Are you sure? I don't know how multicast-via-UDL works, but in that case I wouldn't have outgoing traffic on my VLAN connected to my ISP's IPTV network, right? I can see outgoing traffic from my router though:

root@LEDE:~# tcpdump -i eth0.4 src 10.0.39.67
tcpdump: verbose output suppressed, use -v or -vv for full protocol decode
listening on eth0.4, link-type EN10MB (Ethernet), capture size 262144 bytes
11:42:05.289862 IP 10.0.39.67.33535 > 213.75.119.136.50270: UDP, length 28
11:42:05.289869 IP 10.0.39.67.54793 > 213.75.119.136.50271: UDP, length 28
11:42:10.296052 ARP, Request who-has 10.0.32.1 tell 10.0.39.67, length 28
11:42:16.826103 IP 10.0.39.67 > igmp.mcast.net: igmp v3 report, 4 group record(s)
11:42:25.938807 IP 10.0.39.67.54793 > 213.75.119.136.50271: UDP, length 148
11:42:25.957142 IP 10.0.39.67.34749 > 213.75.119.131.50261: UDP, length 28
11:42:25.957142 IP 10.0.39.67.38319 > 213.75.119.131.50260: UDP, length 28
11:42:25.966145 IP 10.0.39.67 > igmp.mcast.net: igmp v3 report, 1 group record(s)
11:42:25.976303 IP 10.0.39.67.33950 > 213.75.119.131.8263: UDP, length 112
11:42:25.990694 IP 10.0.39.67.55376 > 213.75.119.136.8273: UDP, length 256
11:42:26.726117 IP 10.0.39.67 > igmp.mcast.net: igmp v3 report, 1 group record(s)
11:42:26.966117 IP 10.0.39.67 > igmp.mcast.net: igmp v3 report, 1 group record(s)
11:42:26.999215 IP 10.0.39.67.33950 > 213.75.119.131.8263: UDP, length 104
11:42:27.006129 IP 10.0.39.67 > igmp.mcast.net: igmp v3 report, 1 group record(s)

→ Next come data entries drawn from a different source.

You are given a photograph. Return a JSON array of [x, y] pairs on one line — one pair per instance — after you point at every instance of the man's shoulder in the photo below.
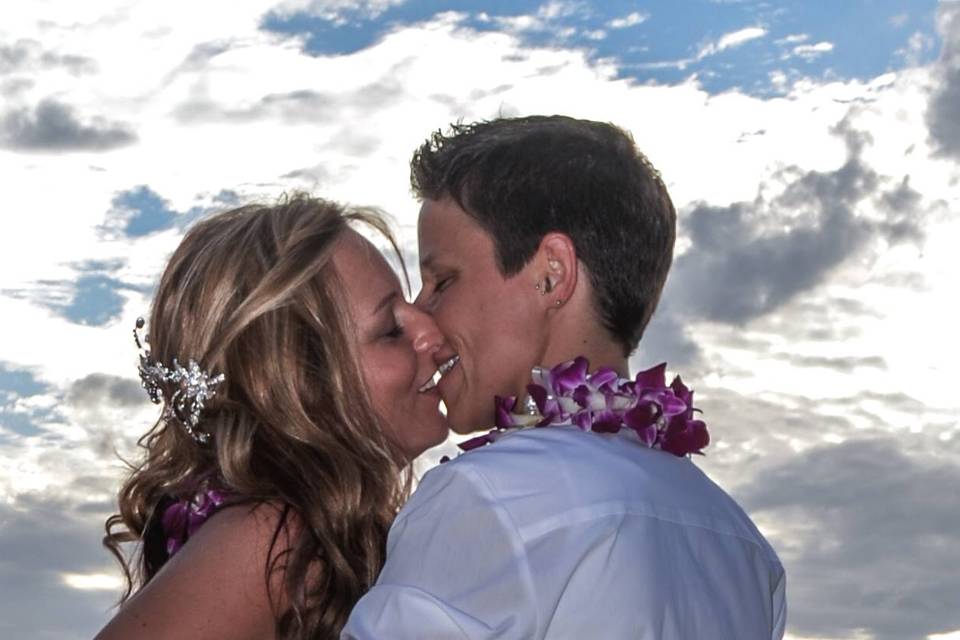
[[559, 473]]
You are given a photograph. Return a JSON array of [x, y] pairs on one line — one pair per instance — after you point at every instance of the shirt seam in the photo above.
[[527, 573]]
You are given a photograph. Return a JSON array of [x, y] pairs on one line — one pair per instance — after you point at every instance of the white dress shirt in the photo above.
[[559, 533]]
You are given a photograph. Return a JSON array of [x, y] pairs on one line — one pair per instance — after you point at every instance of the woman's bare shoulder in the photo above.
[[215, 586]]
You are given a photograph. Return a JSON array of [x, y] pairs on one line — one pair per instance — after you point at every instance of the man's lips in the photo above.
[[442, 370]]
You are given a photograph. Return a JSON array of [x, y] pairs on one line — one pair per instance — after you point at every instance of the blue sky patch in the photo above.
[[749, 45]]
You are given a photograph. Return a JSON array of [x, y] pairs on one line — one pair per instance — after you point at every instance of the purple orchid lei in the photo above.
[[184, 517], [662, 416]]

And that makes sense. The subscribe packets need to be able to reach my ISP in order for the ISP to know which channel to send over multicast.

I agree, your's is likewise bi-directional...in your original config...you stated should you placed these in different zones...or something to that effect...

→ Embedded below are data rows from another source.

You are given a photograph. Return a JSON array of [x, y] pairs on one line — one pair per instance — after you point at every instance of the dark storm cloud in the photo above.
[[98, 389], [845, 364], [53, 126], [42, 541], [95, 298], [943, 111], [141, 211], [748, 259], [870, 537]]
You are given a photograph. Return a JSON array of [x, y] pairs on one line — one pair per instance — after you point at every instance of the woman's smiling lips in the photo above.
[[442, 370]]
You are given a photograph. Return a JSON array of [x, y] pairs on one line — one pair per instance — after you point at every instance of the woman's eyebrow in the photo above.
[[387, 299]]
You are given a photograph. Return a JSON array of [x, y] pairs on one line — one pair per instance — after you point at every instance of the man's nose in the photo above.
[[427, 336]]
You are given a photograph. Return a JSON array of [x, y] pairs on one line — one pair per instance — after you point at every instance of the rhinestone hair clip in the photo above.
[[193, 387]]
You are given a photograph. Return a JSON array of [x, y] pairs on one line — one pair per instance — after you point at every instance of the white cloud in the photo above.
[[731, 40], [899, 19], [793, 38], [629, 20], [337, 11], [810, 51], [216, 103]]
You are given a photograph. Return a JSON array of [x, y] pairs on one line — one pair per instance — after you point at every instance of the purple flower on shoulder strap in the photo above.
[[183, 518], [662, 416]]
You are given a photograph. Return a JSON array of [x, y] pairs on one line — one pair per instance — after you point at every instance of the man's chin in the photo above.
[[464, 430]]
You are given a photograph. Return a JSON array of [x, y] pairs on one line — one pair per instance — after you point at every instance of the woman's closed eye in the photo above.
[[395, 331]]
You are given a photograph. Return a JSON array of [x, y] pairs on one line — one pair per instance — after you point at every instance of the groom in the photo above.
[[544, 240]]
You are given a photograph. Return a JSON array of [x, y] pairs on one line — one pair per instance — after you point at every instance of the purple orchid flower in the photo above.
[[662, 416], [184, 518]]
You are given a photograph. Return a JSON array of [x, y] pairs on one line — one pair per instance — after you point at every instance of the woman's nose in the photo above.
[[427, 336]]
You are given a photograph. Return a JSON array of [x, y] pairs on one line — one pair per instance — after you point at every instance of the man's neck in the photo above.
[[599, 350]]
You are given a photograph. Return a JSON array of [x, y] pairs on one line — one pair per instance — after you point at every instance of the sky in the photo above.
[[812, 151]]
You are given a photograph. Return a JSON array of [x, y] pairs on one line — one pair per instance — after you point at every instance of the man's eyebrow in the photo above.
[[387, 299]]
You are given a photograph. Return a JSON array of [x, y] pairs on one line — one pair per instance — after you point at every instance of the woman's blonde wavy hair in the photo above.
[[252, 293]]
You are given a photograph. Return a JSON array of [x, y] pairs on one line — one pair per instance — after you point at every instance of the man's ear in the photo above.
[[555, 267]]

I don't quite understand your issue, but it surrounds this script bug...

Have you tried...if i understand correctly...fixing (reconfiguring) your firewall zones back so that they like similar to mine, upstream and downstream are interfaces in their own zones...then making an INPUT rule instead?

Mine: Upstream WAN Downstream netwokr2
Yours: Upstream IPTV Downstream LAN

I honestly think that's the point of needing a proxy - to overcome the security boundary...

But let me be clear...in igmpproxy, you specify the Interfaces not Firewall Zones. In firewall, you INPUT from <upstream_link_zone> to router on a bi-directional link, and on a uni-directional link, you FORWARD from <upstream_link_zone> to <downstream_link_zone>.